Bij zijn besluit heeft verweerder eiseres erop gewezen dat het haar vrij staat om het project, in verbeterde vorm, opnieuw in te dienen en dat de eerstvolgende tender loopt tot 22 augustus 1997.
Bij brief van 31 juli 1997 heeft eiseres tegen dit besluit bezwaar gemaakt. Zij heeft daarbij met name aangevoerd, dat zij op verscheidene door de beoordelingscommissie genoemde punten relevante nadere informatie had kunnen geven en dat als deze informatie bij de beoordeling betrokken was een betere waardering voor het project in de rede gelegen zou hebben.
Hangende het bezwaar heeft eiseres onder meer op 19 augustus 1997 een verbeterde versie van haar project Panklare Spruiten overgelegd.
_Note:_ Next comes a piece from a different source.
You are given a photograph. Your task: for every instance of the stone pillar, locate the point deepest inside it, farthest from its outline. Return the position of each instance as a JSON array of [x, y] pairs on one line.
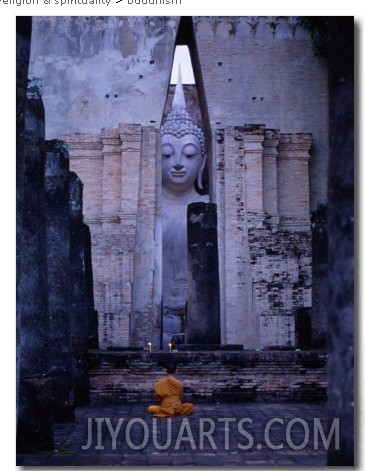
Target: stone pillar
[[341, 256], [293, 181], [203, 318], [93, 337], [58, 270], [239, 324], [111, 173], [34, 394], [79, 322], [253, 136], [145, 328], [270, 178]]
Hierbij is namens eiseres aangegeven dat zij niet kan deelnemen aan de tweede tender en dat zij (om deze reden) de verbeterde versie ziet als zijnde een onderdeel van de bezwaarprocedure. Voorts is namens eiseres een brief van Backus Sormac B.V. van 1 augustus 1997 overgelegd.
Het bestreden besluit strekt tot ongegrondverklaring van het bezwaar van eiseres.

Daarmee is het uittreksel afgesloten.